The 1965 Civil Rights March That Changed Everything

2 years ago 774

Peter Pettus/Library of Congress

March 21, 1965

Walter Dobyne intends to make it all the way from Selma to Montgomery this time. The 18-year-old student who was arrested with other voting rights activists in Marion, Alabama, in February and tear-gassed two weeks ago on Bloody Sunday now stands with some 3,600 other would-be marchers outside Selma’s Brown Chapel. This time, they will not be defying a court order when they embark upon the five-day 54-mile journey; Judge Frank M. Johnson, who had previously banned the march, has issued an injunction allowing it to go forward.

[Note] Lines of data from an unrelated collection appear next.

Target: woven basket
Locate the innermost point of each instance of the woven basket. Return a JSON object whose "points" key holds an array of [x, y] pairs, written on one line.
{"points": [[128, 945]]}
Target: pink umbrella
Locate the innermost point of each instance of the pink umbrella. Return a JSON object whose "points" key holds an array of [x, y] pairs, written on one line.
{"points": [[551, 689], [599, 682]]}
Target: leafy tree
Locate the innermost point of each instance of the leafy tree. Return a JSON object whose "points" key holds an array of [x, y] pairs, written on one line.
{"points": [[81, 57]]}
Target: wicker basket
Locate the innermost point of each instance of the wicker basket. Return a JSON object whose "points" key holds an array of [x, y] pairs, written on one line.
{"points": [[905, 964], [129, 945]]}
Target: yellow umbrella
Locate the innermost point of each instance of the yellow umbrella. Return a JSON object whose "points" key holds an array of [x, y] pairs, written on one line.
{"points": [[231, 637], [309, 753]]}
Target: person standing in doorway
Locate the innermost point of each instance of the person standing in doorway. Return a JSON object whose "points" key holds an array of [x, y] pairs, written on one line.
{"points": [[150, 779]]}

In his decision, Judge Johnson blasted Jim Clark, finding the local sheriff, along with his deputies and possemen, had engaged in “an almost continuous pattern of conduct... of harassment, intimidation, coercion, threatening conduct, and, sometimes, brutal mistreatment.” To prevent a recurrence of the Bloody Sunday brutality on the Edmund Pettus Bridge and to ensure safe passage through inhospitable counties, the judge ordered both the State of Alabama and the federal government to provide marchers with protection. One thousand U.S soldiers have been called to Selma. Army helicopters fly overhead.